Posted: June 10, 2013 5:08 p.m.
Updated: June 12, 2013 5:00 a.m.

For the past couple of years, Kimbrell’s has been considering closing its Camden furniture store due to the declining downtown foot traffic. Recently, the CEO of Kimbrell’s met with Camden officials and, upon hearing of our plans to revitalize Camden, committed to renovate the interior and exterior of their store at the corner of Broad and Rutledge. For those who want to see the eventual results of the ongoing renovation, check out Kimbrell’s in downtown Sumter, almost the exact same building. There, Kimbrell’s uncovered the second-story windows hidden behind mammoth aluminum cladding, replaced an aluminum awning with a smart, striped canvas one, and applied the intense color pallet of the Victorian era to create an inviting building of dignity and warmth. Inside, they enclosed metal pillars in wooden paneling and carpeted the floor. Kimbrell’s also brought in a more diversified line of furniture. Camden’s Kimbrell’s, in addition to improving the look of our downtown, will prove to be a distinct asset for families looking for attractive, affordable furniture.

On the subject of Sumter, last month, City Manager Mel Pearson and I met with Greg Thompson, CEO of Thompson Turner Construction, a Sumter native, who is singularly transforming downtown Sumter. In addition to establishing Hampton’s restaurant with its international chef, Thompson will now be building a 100-room downtown hotel with yet another restaurant with yet another international chef. He is also renovating eight additional buildings in downtown Sumter with an emphasis on creating second-story condominiums and lofts, typically 1,200 square feet each. Please note, in terms of Louise Burns’ recent letter to the Chronicle about our Broad Street trees, Sumter has encouraged its downtown trees to grow into high shade trees, removing the lower branches and creating a green canopy over their shopping district.

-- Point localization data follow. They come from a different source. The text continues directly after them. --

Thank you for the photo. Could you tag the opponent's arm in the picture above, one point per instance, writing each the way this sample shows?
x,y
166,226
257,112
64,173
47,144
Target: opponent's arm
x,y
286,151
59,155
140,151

As previously reported, the city has been discussing what’s called a vest-pocket park for the soon-to-be vacant lot across the street from Kimbrell’s when the Maxway Building comes down in early fall. These parks provide space for shoppers and tourists and break up long blocks with air and greenery. Sumter has a whole bunch of vest pocket parks, including one with a waterfall, and another, a Rotary project, with a large circular fountain and pool. As the New York Times said last week in an article by Michael Kimmelman about public spaces, “As more and more Americans, especially younger ones, are looking to move downtown, seeking alternatives to suburbs and cars, they’re reframing the demand for public space. They want elbow room and creative sites, cooked up by the community or, like the plaza program, developed from a democratic mix of top-down and bottom-up governance.” Kimmelman compares small urban spaces to kitchens where most of us, if given half a chance, congregate during large parties. Rest assured, we, the city, are open to everyone’s ideas about the use of this particular space. So far, individuals have asked that some of the space on the Commerce Alley side be used for additional parking. Someone else suggested a backdrop memorial wall with the names of our fallen warriors, maybe on bronze plaques. Others suggest kiosks with tourist and retail shopping posters and perhaps a volunteer-staffed information stand. Clearly, we envision benches, flowers, and some kind of water feature, as we now seem to call fountains.

Other city and community discussions, still in embryonic stages, center on improving our recreational facilities, hopefully in partnership with the county. County Administrator Vic Carpenter and his second-in-command, Allen Trapp, have been providing enthusiastic leadership in this area, most recently in conversations about creating a county-city riverfront park with boat ramps for crewing as well as individual canoeing and kayaking. Imagine multiple acres of riverfront land for family and community picnics, concerts, and river sports competition. Several possibilities on the Lugoff side of the Wateree River are being discussed. In all cases, we need community buy-in; we need your ideas; we need your networking. Please speak up and keep speaking up. As I keep saying, we are an extremely accomplished group of people in this, our extended community of Camden/Lugoff/Kershaw County and we need to communicate more with each other about our public identity and purpose. As the county seat, Camden is open to all ideas and connections to bring these ideas to fruition.

Congratulations to Chick-fil-A for its new store on DeKalb, right in front of Kmart. The grand opening was June 6. Our community now has most of the great fast-food choices available. It’s all good.